Divestasi KPC Makan Korban


Seorang kawan mengirimkan pesan pendek seluler beberapa hari yang lalu. “Awang gerilya ke Jakarta, nyari dukungan karena dijadikan tersangka saham KPC,” isi pesan itu.

Awang yang dimaksud adalah Awang Faroek Ishak, Gubernur Kalimantan Timur. Ia gubernur pertama pelaksanaan pemilihan langsung di negeri penghasil tambang dan migas terbesar itu untuk priode 2008-2013. Sebelum jadi orang nomor satu, ia Bupati Kutai Timur, daerah penghasil batu bara yang seluruh lahannya dieskplorasi PT. Kaltim Prima Coal (KPC).


Saham PT. KPC sebelumnya milik British Petroleum (BP) dan Rio Tinto (RT). Pada tahun 2004, saat alotnya divestasi 51 persen saham KPC karena keinginan pemerintah Kalimantan Timur menguasai divestasi itu, secara mengejutkan terjadi penjualan saham KPC ke Bumi Resources (BR), ini perusahaan milik pengusaha Bakrie yang sekarang sebagai Ketua Umum Partai Golkar.

Saya ingat benar saat itu, situasi begitu tegang. Aksi demontrasi kerap terjadi di Kota Samarinda sebagai ibukota Kalimantan Timur, juga berlangsung di Sanggata, Kutai Timur. Lontar opini terjadi di semua media lokal dan nasional, bahkan ancaman blokade produksi KPC juga dilakukan.

Sedangkan di kalangan pemerintah daerah, hampir setiap malam dilangsungkan rapat jajaran pemerintah Kalimantan Timur dan Kutai Timur, juga melibatkan tokoh masyarakat dan anggota DPRD. Debat dan perang argumentasi, berseliweran di setiap rapat. Saling curiga ada kepentingan pribadi, bukan jadi rahasia umum lagi.

“Pilihan terakhir yang harus kita lakukan adalah melayangkan gugatan abitrase,” ujar Syaiful Teteng, Sekretaris Daerah (Sekda) Kalimantan Timur saat itu. Dan usulan itu diaminin oleh Suwarna Abdul Fatah, Gubernur Kalimantan Timur.

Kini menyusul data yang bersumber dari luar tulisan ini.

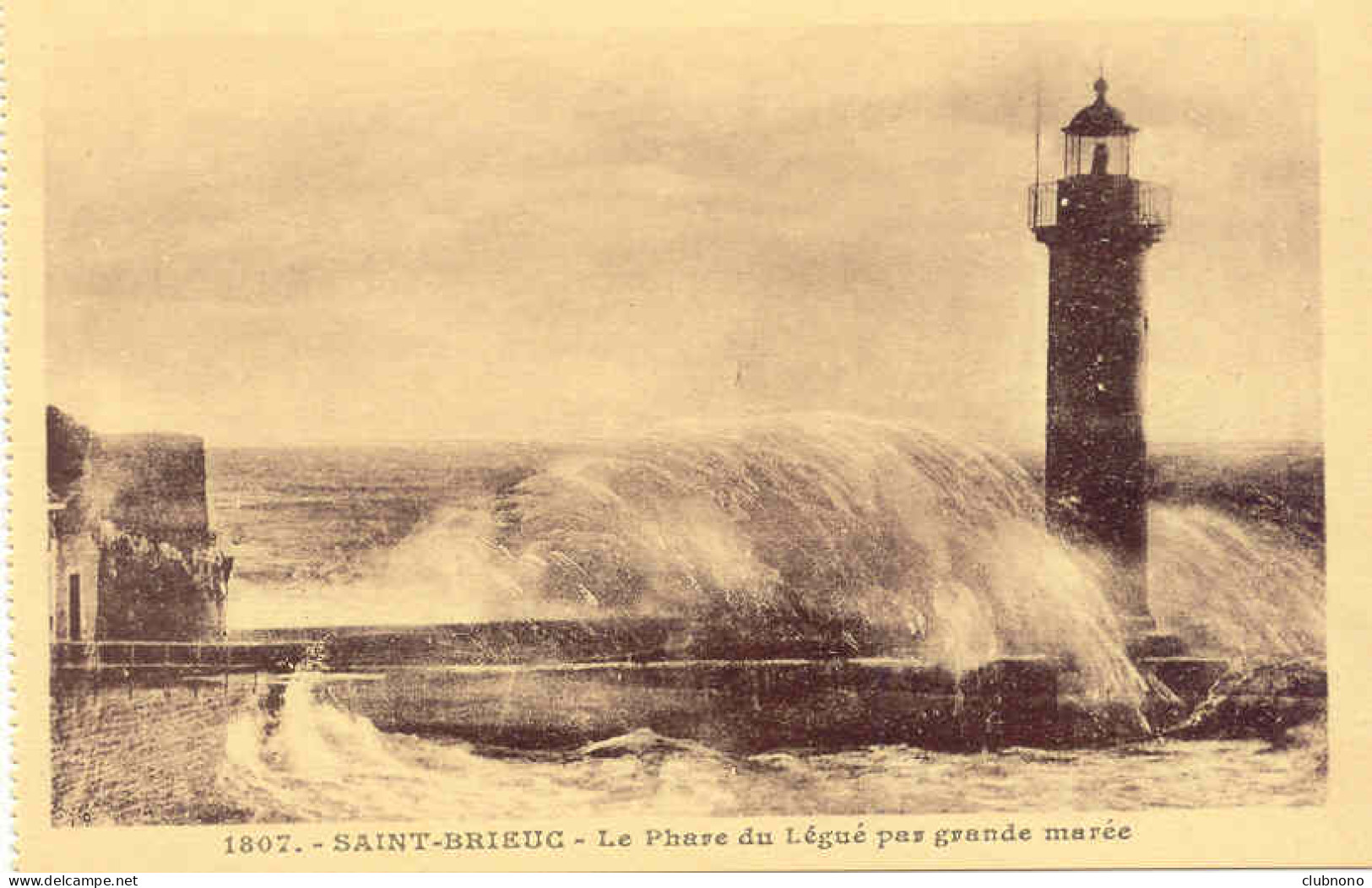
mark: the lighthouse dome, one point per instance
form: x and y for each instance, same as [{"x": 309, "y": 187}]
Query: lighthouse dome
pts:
[{"x": 1099, "y": 118}]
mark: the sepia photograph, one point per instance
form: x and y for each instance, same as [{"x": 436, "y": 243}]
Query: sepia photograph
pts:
[{"x": 509, "y": 425}]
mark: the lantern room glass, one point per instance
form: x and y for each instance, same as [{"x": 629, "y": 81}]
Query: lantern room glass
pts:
[{"x": 1097, "y": 155}]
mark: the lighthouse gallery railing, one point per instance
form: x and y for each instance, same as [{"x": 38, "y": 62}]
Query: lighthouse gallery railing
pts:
[{"x": 1152, "y": 205}]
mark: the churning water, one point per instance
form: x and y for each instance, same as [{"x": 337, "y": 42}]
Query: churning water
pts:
[{"x": 773, "y": 530}]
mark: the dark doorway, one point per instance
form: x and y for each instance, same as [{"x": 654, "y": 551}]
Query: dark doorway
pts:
[{"x": 74, "y": 605}]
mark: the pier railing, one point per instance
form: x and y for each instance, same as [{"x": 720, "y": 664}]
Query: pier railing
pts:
[{"x": 177, "y": 655}]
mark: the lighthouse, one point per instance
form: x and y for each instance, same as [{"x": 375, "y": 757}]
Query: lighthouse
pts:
[{"x": 1098, "y": 223}]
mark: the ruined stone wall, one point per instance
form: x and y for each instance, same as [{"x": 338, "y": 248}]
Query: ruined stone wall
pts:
[
  {"x": 127, "y": 754},
  {"x": 131, "y": 523}
]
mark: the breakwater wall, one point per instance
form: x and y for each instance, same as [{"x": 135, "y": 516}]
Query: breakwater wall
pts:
[
  {"x": 730, "y": 706},
  {"x": 142, "y": 748}
]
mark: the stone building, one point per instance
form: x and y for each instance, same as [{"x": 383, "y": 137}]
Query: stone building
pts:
[{"x": 131, "y": 552}]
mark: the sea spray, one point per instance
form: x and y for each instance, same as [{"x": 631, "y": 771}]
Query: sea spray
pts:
[
  {"x": 1245, "y": 590},
  {"x": 822, "y": 532},
  {"x": 827, "y": 535}
]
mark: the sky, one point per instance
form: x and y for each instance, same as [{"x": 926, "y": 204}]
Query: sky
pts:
[{"x": 292, "y": 235}]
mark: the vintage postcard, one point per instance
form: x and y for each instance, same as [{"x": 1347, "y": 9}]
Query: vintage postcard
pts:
[{"x": 461, "y": 438}]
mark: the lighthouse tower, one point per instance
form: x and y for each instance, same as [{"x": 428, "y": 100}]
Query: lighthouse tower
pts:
[{"x": 1098, "y": 221}]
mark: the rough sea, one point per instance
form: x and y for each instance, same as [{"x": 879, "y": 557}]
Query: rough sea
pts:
[{"x": 763, "y": 528}]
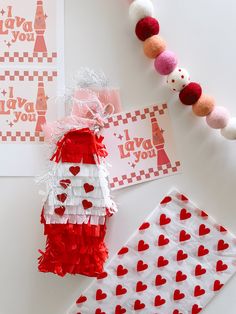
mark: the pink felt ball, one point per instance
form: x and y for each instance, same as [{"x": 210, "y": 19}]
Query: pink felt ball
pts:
[
  {"x": 166, "y": 62},
  {"x": 147, "y": 27},
  {"x": 218, "y": 118}
]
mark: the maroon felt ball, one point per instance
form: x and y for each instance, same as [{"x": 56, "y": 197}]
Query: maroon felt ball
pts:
[
  {"x": 146, "y": 28},
  {"x": 190, "y": 94}
]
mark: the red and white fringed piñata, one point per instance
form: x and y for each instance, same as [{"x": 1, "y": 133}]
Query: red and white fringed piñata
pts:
[{"x": 78, "y": 204}]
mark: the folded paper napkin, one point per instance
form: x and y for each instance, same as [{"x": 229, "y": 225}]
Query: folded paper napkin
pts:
[{"x": 175, "y": 263}]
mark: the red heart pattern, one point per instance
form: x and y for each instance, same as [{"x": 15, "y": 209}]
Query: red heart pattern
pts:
[
  {"x": 142, "y": 246},
  {"x": 144, "y": 226},
  {"x": 141, "y": 266},
  {"x": 181, "y": 255},
  {"x": 203, "y": 230},
  {"x": 60, "y": 210},
  {"x": 160, "y": 280},
  {"x": 120, "y": 290},
  {"x": 65, "y": 183},
  {"x": 178, "y": 295},
  {"x": 180, "y": 276},
  {"x": 120, "y": 310},
  {"x": 138, "y": 305},
  {"x": 162, "y": 240},
  {"x": 62, "y": 197},
  {"x": 123, "y": 251},
  {"x": 140, "y": 286},
  {"x": 178, "y": 252},
  {"x": 121, "y": 271},
  {"x": 164, "y": 220},
  {"x": 199, "y": 270},
  {"x": 100, "y": 295},
  {"x": 159, "y": 301},
  {"x": 184, "y": 214}
]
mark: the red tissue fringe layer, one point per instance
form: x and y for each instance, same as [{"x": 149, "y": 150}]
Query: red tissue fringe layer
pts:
[
  {"x": 74, "y": 249},
  {"x": 80, "y": 146}
]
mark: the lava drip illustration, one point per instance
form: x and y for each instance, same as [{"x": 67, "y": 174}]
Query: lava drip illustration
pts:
[
  {"x": 159, "y": 143},
  {"x": 40, "y": 27}
]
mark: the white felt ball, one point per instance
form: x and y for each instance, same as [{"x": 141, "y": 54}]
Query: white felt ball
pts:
[
  {"x": 229, "y": 131},
  {"x": 178, "y": 79},
  {"x": 140, "y": 9}
]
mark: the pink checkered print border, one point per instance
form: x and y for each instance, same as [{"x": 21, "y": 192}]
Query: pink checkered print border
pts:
[
  {"x": 144, "y": 176},
  {"x": 21, "y": 75},
  {"x": 21, "y": 136},
  {"x": 137, "y": 114},
  {"x": 36, "y": 57}
]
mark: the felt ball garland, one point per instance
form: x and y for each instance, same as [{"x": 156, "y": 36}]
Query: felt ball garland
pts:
[{"x": 147, "y": 30}]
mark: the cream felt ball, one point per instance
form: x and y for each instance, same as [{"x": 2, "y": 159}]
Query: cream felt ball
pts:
[
  {"x": 229, "y": 132},
  {"x": 140, "y": 9},
  {"x": 218, "y": 118},
  {"x": 203, "y": 106},
  {"x": 166, "y": 62},
  {"x": 154, "y": 46},
  {"x": 178, "y": 79}
]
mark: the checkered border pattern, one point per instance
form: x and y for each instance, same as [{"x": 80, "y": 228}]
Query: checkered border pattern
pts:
[
  {"x": 134, "y": 116},
  {"x": 22, "y": 75},
  {"x": 142, "y": 175},
  {"x": 21, "y": 136},
  {"x": 36, "y": 57}
]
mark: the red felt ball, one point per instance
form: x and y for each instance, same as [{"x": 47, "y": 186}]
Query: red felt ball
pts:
[
  {"x": 146, "y": 28},
  {"x": 190, "y": 94}
]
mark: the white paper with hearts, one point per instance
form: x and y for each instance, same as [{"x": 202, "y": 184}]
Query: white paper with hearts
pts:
[{"x": 175, "y": 263}]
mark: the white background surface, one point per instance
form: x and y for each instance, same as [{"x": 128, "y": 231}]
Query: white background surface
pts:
[{"x": 98, "y": 35}]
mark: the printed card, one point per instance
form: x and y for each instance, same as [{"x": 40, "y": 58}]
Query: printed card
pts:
[
  {"x": 23, "y": 110},
  {"x": 29, "y": 32},
  {"x": 31, "y": 79},
  {"x": 141, "y": 146}
]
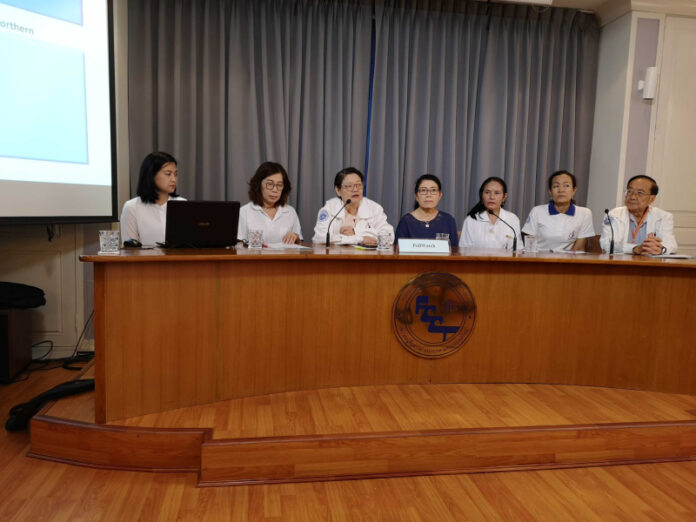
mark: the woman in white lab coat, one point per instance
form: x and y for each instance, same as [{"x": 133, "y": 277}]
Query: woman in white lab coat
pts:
[
  {"x": 360, "y": 222},
  {"x": 488, "y": 224}
]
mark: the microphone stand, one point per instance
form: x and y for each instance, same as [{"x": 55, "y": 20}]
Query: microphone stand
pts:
[
  {"x": 328, "y": 229},
  {"x": 514, "y": 234}
]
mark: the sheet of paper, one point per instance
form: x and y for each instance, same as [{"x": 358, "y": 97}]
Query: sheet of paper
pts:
[
  {"x": 284, "y": 246},
  {"x": 671, "y": 256}
]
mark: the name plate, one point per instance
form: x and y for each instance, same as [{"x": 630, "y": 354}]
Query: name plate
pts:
[{"x": 424, "y": 246}]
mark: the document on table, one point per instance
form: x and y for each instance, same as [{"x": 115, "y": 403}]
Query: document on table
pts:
[
  {"x": 561, "y": 251},
  {"x": 285, "y": 246}
]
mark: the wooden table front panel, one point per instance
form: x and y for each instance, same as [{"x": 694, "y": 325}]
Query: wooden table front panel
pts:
[{"x": 174, "y": 334}]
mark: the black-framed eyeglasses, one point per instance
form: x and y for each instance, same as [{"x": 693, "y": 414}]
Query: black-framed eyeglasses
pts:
[{"x": 270, "y": 185}]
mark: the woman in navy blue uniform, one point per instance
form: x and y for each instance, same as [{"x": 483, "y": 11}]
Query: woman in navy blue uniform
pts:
[{"x": 426, "y": 220}]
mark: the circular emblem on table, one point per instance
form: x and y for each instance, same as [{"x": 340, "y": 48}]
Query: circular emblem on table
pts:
[{"x": 434, "y": 315}]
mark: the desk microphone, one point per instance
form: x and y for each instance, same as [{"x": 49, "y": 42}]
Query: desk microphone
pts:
[
  {"x": 328, "y": 230},
  {"x": 611, "y": 245},
  {"x": 514, "y": 234}
]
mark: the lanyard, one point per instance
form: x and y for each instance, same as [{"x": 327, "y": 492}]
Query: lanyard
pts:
[{"x": 640, "y": 224}]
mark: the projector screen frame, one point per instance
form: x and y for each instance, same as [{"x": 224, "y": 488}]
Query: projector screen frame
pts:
[{"x": 113, "y": 217}]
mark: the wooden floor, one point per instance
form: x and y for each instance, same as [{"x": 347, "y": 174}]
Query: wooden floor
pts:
[{"x": 32, "y": 489}]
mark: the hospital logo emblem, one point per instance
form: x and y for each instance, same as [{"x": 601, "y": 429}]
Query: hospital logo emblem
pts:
[{"x": 434, "y": 315}]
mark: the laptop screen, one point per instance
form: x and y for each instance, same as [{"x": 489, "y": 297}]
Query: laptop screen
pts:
[{"x": 201, "y": 224}]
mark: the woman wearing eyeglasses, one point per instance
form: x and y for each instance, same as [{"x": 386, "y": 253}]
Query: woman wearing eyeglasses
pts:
[
  {"x": 486, "y": 225},
  {"x": 360, "y": 222},
  {"x": 426, "y": 220},
  {"x": 268, "y": 209},
  {"x": 560, "y": 225}
]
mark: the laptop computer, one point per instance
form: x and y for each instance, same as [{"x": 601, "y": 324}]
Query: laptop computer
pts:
[{"x": 201, "y": 224}]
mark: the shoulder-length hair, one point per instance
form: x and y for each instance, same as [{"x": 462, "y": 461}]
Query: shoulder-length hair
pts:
[
  {"x": 426, "y": 177},
  {"x": 480, "y": 207},
  {"x": 268, "y": 168},
  {"x": 340, "y": 176},
  {"x": 151, "y": 165}
]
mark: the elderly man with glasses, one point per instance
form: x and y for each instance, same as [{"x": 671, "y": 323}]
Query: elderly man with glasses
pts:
[{"x": 639, "y": 228}]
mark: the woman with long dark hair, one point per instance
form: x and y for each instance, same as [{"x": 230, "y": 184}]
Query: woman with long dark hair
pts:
[
  {"x": 426, "y": 220},
  {"x": 144, "y": 217},
  {"x": 485, "y": 224},
  {"x": 268, "y": 208}
]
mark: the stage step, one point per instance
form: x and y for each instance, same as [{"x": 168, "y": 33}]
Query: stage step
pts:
[
  {"x": 378, "y": 431},
  {"x": 380, "y": 455}
]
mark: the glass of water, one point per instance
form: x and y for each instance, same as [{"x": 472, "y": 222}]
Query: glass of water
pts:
[
  {"x": 255, "y": 238},
  {"x": 384, "y": 241}
]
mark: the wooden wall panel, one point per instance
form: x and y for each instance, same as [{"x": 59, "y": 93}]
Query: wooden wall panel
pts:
[{"x": 195, "y": 329}]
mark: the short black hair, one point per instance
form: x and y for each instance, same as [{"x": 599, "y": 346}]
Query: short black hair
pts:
[
  {"x": 653, "y": 190},
  {"x": 480, "y": 207},
  {"x": 560, "y": 173},
  {"x": 268, "y": 168},
  {"x": 426, "y": 177},
  {"x": 151, "y": 165},
  {"x": 338, "y": 180}
]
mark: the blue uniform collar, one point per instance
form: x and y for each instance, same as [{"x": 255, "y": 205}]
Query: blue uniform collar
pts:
[{"x": 554, "y": 212}]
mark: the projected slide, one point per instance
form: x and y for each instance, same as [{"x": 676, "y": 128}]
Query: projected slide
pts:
[
  {"x": 48, "y": 120},
  {"x": 55, "y": 96}
]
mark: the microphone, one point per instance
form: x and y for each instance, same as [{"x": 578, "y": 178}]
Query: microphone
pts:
[
  {"x": 514, "y": 234},
  {"x": 328, "y": 229},
  {"x": 611, "y": 245}
]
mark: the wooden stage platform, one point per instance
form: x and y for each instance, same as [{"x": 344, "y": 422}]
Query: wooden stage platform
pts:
[
  {"x": 378, "y": 431},
  {"x": 270, "y": 367}
]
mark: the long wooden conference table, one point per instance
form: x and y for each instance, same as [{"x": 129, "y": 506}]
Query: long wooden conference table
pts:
[{"x": 178, "y": 328}]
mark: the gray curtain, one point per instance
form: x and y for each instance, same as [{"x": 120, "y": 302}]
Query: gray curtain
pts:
[
  {"x": 464, "y": 90},
  {"x": 176, "y": 90},
  {"x": 226, "y": 85},
  {"x": 467, "y": 90},
  {"x": 299, "y": 76}
]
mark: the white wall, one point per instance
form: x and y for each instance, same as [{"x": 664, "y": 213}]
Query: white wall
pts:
[{"x": 674, "y": 148}]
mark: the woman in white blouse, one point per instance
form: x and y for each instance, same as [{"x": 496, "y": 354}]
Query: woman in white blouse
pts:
[
  {"x": 485, "y": 225},
  {"x": 145, "y": 217},
  {"x": 268, "y": 210},
  {"x": 354, "y": 218}
]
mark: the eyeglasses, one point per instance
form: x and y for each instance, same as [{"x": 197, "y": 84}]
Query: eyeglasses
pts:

Namun rencana itu sempat didebat. Bupati Kutai Timur Mahyudin sebagai pengganti Awang Faroek Ishak yang mengundurkan diri menjadi calon Gubernur Kalimantan Timur, rada sinis dengan usulan itu. Tak perlu kaget. Mahyudin memang dikenal kedekatannya dengan Bakrie. Kini ia menjadi Ketua Bidang Organisasi, Kader, dan Kepemudaan DPP Partai Golkar era Abu Rizal Bakrie alias Ical.

Abitrase tetap berjalan yang hasilnya belum jelas hingga saat ini. Penjualan saham ke BR akhirnya tak lagi digubris ramai lagi. Pasalnya, 51 persen saham KPC dibagi-bagi berdasarkan rapat kabinet terbatas 31 Juli 2002, diputuskan, komposisi dari 51 persen antara lain; 20 persen jatah pemerintah pusat melalui PT. Tambang Batubara Bukit Asam.

Sedangkan 31 persen dari 51 persen saham PT. KPC jatah, Pemerintah Kalimantan Timur memeroleh 12 persen melalui Perusda Melati Bhakti Satya (MBS), dan 18,6 persen jatah Pemerintah Kutai Timur melalui Perusda Pertambangan dan Energi Kutim.

Nah, pembagian inilah, ternyata dirudung kasus. Kejaksaan Agung menemukan adanya indikasi penyalahgunaan pengelolaan keuangan denga adanya dugaan korupsi hasil penjualan saham Rp576 miliar.

Pada April 2010, Kejaksaan Agung dibantu Kejaksaan Tinggi Kaltim dan Kejaksaan Negeri Kutai Timur menyita dokumen Perusahaan Daerah (Perusda) Kutai Timur, yakni PT. Kutai Timur Energi (KTE) dan PT. Kutai Timur Investama (KTI).

Dari hasil penyidikan itu, Kejagung menetapkan dua tersangka, yaitu Anung Nugroho (Direktur Utama PT Kutai Timur Energy) dan Apidian Tri Wahyudi (Direktur PT Kutai Timur Energy).

Selain pejabat perusda, Kejaksaan sudah memeriksa orang penting yang mengetahui pengelolaan dana saham itu, Sejumlah anggota DPRD Kutai Timur priode 2000-2004 juga sudah dimintai keterangan. Namun, belum ada yang dijadikan tersangka baru hingga saat ini.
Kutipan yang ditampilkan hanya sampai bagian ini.